Incirlik Supports US Transit to Hot Spots

Close to many of the world's trouble spots, Incirlik is once again proving its importance as a responsive staging and operational air base ready to project integrated, forward-based air power.

As the first stop for C-130 crews coming from Afghanistan, Incirlik is an island of tranquility away from the taxing combat zones of Operation Enduring Freedom. The base also represents the calm before the storm for crews deploying to Afghanistan's treacherous terrain.

The 728th Air Mobility Squadron helps deploying and redeploying crews with everything from servicing and maintaining the aircraft to filing flight plans and coordinating transportation and lodging.

Although C-130 training is not required for 728th AMS airmen, the squadron has former C-130 troops who can still work on transiting aircraft.

While the number of aircraft on the Incirlik flightline varies, the most squadron members have recently seen on the ground at one time is eight.

The squadron handles about 50 to 60 missions per month, but is always prepared for surges.

"Normally, we have a couple C-130s that are doing an aircraft swapout pass through Incirlik destined for their downrange location or home station," said Maj. Jim Burton, 728th AMS operations officer.

"Unit rotations of this size usually occur approximately every 90 days, but the temporary lengthening of Air and Space Expeditionary Force rotations has increased the time between swapouts. These rotations and individual aircraft swapouts should continue passing through Incirlik as long as C-130s are needed in the forward operating locations supporting OEF."
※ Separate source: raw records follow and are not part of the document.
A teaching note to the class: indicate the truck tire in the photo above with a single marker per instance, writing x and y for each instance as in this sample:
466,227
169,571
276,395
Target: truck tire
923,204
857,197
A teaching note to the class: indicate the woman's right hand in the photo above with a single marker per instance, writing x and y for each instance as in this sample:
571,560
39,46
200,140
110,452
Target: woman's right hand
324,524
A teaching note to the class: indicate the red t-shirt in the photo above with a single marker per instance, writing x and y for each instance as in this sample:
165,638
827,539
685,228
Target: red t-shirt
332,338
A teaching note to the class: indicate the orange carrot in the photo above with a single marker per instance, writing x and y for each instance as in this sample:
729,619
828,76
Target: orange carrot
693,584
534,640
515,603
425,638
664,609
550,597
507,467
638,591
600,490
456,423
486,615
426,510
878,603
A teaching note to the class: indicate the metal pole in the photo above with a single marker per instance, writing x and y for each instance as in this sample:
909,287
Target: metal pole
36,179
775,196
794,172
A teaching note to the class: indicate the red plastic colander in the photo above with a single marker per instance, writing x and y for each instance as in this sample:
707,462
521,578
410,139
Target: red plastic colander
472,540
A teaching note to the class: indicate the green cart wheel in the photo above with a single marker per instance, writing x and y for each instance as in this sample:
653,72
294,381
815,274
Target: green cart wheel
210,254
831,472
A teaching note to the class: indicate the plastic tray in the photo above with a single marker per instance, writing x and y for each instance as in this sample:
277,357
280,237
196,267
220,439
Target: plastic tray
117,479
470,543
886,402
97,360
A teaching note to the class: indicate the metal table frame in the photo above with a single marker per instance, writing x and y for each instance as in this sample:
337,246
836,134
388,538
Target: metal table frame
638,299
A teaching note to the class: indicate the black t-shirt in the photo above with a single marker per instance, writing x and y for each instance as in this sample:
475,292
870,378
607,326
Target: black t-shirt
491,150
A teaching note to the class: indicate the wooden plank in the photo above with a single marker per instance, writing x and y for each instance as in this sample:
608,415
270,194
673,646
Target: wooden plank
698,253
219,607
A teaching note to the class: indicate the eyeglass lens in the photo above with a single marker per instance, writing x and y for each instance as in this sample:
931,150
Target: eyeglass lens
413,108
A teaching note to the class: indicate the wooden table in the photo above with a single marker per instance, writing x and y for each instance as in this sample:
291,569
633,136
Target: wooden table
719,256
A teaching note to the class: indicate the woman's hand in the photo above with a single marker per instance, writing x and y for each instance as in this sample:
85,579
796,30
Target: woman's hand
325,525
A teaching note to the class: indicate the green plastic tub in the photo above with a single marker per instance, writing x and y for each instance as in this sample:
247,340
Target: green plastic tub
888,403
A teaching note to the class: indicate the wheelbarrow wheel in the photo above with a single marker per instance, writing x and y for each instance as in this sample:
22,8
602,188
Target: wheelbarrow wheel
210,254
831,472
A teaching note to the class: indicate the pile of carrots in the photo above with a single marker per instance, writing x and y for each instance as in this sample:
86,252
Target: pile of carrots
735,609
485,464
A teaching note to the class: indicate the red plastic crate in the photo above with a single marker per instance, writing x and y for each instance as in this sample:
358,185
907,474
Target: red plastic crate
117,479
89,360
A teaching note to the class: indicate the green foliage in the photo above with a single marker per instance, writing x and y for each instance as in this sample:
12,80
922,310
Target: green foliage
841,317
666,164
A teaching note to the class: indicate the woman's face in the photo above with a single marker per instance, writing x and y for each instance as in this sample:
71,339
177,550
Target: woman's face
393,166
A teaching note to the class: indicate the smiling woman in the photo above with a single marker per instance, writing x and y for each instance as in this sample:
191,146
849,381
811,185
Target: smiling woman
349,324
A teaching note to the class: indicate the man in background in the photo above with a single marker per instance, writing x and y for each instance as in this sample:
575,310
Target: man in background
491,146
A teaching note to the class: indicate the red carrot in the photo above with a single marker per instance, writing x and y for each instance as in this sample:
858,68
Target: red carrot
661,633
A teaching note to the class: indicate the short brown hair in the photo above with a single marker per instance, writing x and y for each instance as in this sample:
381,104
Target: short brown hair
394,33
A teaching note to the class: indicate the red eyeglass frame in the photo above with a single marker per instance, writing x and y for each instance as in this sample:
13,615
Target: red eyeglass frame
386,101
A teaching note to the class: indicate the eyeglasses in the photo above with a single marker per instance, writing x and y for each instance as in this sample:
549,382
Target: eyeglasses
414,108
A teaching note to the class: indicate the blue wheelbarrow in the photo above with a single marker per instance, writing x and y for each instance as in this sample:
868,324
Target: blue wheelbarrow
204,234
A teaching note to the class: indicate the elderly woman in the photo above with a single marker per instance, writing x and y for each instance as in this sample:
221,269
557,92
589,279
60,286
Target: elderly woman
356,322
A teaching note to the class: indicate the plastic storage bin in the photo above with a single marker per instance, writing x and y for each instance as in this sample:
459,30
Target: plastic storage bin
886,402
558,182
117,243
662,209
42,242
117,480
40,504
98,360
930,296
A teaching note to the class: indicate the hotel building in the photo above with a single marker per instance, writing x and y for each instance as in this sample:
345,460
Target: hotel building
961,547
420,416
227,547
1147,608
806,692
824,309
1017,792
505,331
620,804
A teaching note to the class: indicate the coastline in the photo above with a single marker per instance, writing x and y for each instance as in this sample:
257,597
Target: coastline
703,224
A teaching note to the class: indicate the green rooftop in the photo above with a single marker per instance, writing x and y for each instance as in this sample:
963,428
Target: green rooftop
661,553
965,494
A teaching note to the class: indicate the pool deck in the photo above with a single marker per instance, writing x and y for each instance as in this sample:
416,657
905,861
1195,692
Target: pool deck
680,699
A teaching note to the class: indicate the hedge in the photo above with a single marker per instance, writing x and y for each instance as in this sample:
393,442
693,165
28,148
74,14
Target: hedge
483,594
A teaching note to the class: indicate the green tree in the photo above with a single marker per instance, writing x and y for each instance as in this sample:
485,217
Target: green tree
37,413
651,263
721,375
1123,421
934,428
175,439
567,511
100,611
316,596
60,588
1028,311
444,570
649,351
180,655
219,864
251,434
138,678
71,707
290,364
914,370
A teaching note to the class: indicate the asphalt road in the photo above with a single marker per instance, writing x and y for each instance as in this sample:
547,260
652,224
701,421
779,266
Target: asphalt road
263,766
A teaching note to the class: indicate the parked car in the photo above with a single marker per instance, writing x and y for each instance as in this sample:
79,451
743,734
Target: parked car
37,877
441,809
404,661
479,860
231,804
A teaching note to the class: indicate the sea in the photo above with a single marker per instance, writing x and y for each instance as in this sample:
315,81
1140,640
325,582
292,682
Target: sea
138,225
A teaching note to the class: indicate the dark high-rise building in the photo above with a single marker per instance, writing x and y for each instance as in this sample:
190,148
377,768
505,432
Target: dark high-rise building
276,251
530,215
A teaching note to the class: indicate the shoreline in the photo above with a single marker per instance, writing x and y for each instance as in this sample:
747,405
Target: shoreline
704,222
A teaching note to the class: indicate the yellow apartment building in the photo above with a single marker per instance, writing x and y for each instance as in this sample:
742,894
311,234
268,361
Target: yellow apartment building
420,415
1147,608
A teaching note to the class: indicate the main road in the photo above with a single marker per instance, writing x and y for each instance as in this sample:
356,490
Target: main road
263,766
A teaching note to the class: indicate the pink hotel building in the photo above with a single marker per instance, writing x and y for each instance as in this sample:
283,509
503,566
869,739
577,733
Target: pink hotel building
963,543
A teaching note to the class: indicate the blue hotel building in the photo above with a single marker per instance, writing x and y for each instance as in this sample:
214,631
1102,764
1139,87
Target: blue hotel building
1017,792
With the increased workload, the squadron's maintenance operations began 24-hour operations and its command and control flight doubled their manning to two controllers per shift.

"Although we've been doing these C-130 swapouts since Sept. 11, our morale and sense of pride have improved due to the interaction with these troops," Maj. Burton said.

"We have enjoyed the increased traffic flow because it not only gives us a chance to do our job and get some valuable training, but it also provides an increased sense of mission accomplishment that supporting the channel airlift flow does not usually provide. We understand the importance of all the missions at Incirlik."

In addition to support from the 728th AMS, the crews also receive fuels and vehicle support from the 39th Logistics Readiness Squadron. To date, the squadron has provided more than 100,000 gallons of fuel to deploying and redeploying aircraft.

The 39th Services Squadron provides the crews with warm beds and hot meals.

During the swapout, the Sultan's Inn Dining Facility has served an extra 300 meals per day and Hodja Inn is at more than 125 percent capacity, consequentially many people are being asked to share rooms.

The squadron could put people in the contingency buildings at Hodja Village, but would prefer not to because they are less comfortable and don't have the same amenities such as private bathrooms, kitchenettes, televisions and VCRs.

"Our unit is often praised by transiting OEF participants for the quality of support we continue to give," said Maj. John Anderson, 39th LRS commander.

"Our troops are always excited to be able to participate in support of OEF operations in Afghanistan."